Il est d’ailleurs intéressant de constater que la capitale allemande s’éloigne des clichés usuels associés aux mégalopoles américaines ou à la fibre artistique de Paris ou des enclaves italiennes. Un brin cosmopolite, elle rassemble en son sein une pléiade d’individus pas encore piégés par la fourmilière humaine existante déjà à Tokyo et à New York. Le cinéaste ne s’attarde pas sur la métamorphose physique de l’urbanisme, mais plutôt autour de l’architecture traditionnelle, aux rues banalisées et aux murs de pierre, avec, dans chaque recoin, un restaurateur ambulant et ses quelques habitués. Chez Wim Wenders, le visage de Berlin s’affranchit des poncifs, ce, pour mieux renaître a priori sous sa forme élémentaire, la plus proche de la vérité.

Vacarme de l’esprit

Et en son sein, les pensées des uns et des autres vagabondent, tumulte incessant pour ceux qui parviennent à les percevoir au quotidien. L’une des scènes les plus frappantes du long-métrage relate le suicide d’un jeune homme ; malgré le réconfort d’un ange, ses tendances morbides l’emportent et l’incitent au pire. Durant ces moments d’une infinie tristesse, Les Ailes du désir touche notre inconscient, prend aux tripes, émeut sans verser dans une ostentation plus que de raison. La prépondérance lyrique de l’œuvre est alors véhiculée par quelques mots, susurrés par l’esprit et le spectateur s’empare dès lors de l’âme de ces personnages de fortune.

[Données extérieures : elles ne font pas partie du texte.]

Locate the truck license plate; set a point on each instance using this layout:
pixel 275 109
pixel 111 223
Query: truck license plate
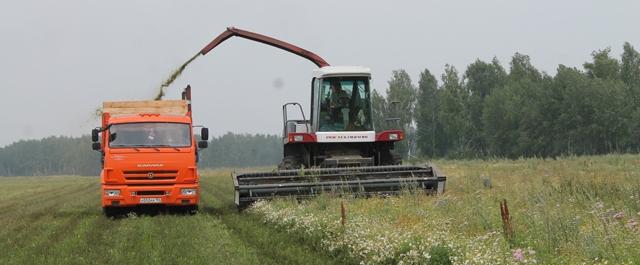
pixel 150 200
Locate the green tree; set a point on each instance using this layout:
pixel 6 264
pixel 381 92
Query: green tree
pixel 603 66
pixel 401 100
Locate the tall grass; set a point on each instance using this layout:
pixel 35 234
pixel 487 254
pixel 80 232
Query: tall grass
pixel 567 211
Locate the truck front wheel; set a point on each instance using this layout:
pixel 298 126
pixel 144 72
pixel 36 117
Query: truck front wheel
pixel 110 212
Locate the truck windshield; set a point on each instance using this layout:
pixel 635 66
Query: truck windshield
pixel 345 104
pixel 150 134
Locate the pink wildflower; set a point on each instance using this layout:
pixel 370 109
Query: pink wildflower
pixel 618 215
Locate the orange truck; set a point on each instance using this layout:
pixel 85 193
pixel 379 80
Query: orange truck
pixel 149 154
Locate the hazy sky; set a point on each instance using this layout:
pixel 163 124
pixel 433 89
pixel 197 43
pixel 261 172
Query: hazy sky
pixel 60 59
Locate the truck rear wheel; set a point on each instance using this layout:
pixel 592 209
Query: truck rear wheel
pixel 289 162
pixel 110 212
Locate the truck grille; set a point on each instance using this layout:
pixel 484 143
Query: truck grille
pixel 150 176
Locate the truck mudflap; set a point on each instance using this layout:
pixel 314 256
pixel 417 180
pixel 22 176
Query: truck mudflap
pixel 358 181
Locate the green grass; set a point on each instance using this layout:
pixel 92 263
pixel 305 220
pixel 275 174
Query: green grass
pixel 568 211
pixel 58 220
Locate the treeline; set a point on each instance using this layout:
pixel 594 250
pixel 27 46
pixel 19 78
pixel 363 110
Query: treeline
pixel 56 155
pixel 242 150
pixel 487 111
pixel 60 155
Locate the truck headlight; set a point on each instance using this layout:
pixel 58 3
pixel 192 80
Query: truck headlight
pixel 188 192
pixel 112 193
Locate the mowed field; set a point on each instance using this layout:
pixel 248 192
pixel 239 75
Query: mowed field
pixel 576 210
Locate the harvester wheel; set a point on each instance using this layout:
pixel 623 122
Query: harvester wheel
pixel 390 158
pixel 289 162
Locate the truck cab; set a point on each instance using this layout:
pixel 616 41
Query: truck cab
pixel 149 154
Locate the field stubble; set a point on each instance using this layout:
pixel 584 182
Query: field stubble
pixel 58 220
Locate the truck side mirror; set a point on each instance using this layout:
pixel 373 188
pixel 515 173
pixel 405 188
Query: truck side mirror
pixel 96 146
pixel 204 134
pixel 95 135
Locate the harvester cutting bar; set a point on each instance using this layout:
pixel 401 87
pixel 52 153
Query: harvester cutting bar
pixel 305 183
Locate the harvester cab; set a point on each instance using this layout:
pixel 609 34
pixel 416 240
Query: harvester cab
pixel 336 149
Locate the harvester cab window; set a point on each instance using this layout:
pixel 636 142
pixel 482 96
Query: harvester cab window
pixel 344 104
pixel 149 134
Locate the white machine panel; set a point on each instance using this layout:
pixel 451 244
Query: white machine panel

Or, le dispositif de Wim Wenders fonctionne car il se concentre surtout sur l’inconnu dans la rue ou dans une bibliothèque. La conscience collective retranscrite se métamorphose en véritable miroir dans lequel se reflètent notre essence spirituelle. Le brouhaha informe se dilue pour préciser les convictions, les ambitions, peurs et volontés de chacun. Le réalisateur saisit pleinement non seulement la complexité fragile de l’environnement, mais capte aussi la solitude de ceux et celles qui évoluent dans ce décor, ce à travers le regard d’observateurs touchés par la grâce de ces êtres jugés primitifs. Les ultimes mots d’un accidenté résonnent comme un vacarme plaintif alors que la quête d’une femme rejoint celle de son gardien.  

Seuls les anges ont des ailes

Considéré comme blasphématoire, Les Ailes du désir ne racontent pas une déchéance, mais plutôt une ascension inversée, avec à la clé, la découverte de l’Humanité. Damiel imite le Christ en s’incarnant dans un corps de chair et de sang, lui aussi par amour, mais plus par désir que par altruisme désintéressé. Voilà pourquoi le long-métrage fascine autant dans sa démonstration, brillante et audacieuse, car elle refuse les compromis, sans jamais trahir les convictions du cinéaste (à l’image de La Dernière tentation du Christ de Martin Scorsese). Le procédé employé trouve sa pleine mesure à travers le personnage de Peter Falk (qui endosse à la base son propre rôle et plus encore). L’acteur en profite pour s’exercer à l’autodérision et regrette ainsi d’être assimilé à Columbo (ah comment omettre sa prestation chez John Cassavetes ?).

Dès qu’il s’adresse à son interlocuteur imaginaire, l’incompréhension nous gagne et Wim Wenders parvient, avec cette astuce simplissime, à relier deux êtres à l’écran, issus logiquement, de deux mondes différents. L’effondrement de Babel prend alors fin et le réalisateur revendique le vieux rêve de communion universelle. Il entretient d’ailleurs ce fol espoir à travers la relation entre Marion et Damiel ; ou comment l’étreinte chaleureuse et réconfortante d’un compagnon fantomatique évolue en rencontre née du hasard ou orchestrée par les dieux… qui sait !

Ode fantastique dans tous les sens du terme, Les Ailes du désir ne subjugue jamais autant que lorsqu’ il joint tous les morceaux d’un monde décomposé au sein duquel errent des vagabonds en perdition. En chemin, Wim Wenders offrira une porte de salut au public par le seul langage qu’il maîtrise, celui du septième art, accouchant au passage d’un film qui doute, le rendant d’autant plus précieux.

François Verstraete

Film allemand de Wim Wenders avec Bruno Ganz, Solveig Dommartin, Otto Sander, Peter Falk. Durée 2h09. 1987. Disponible en blu-ray aux Éditions Carlotta.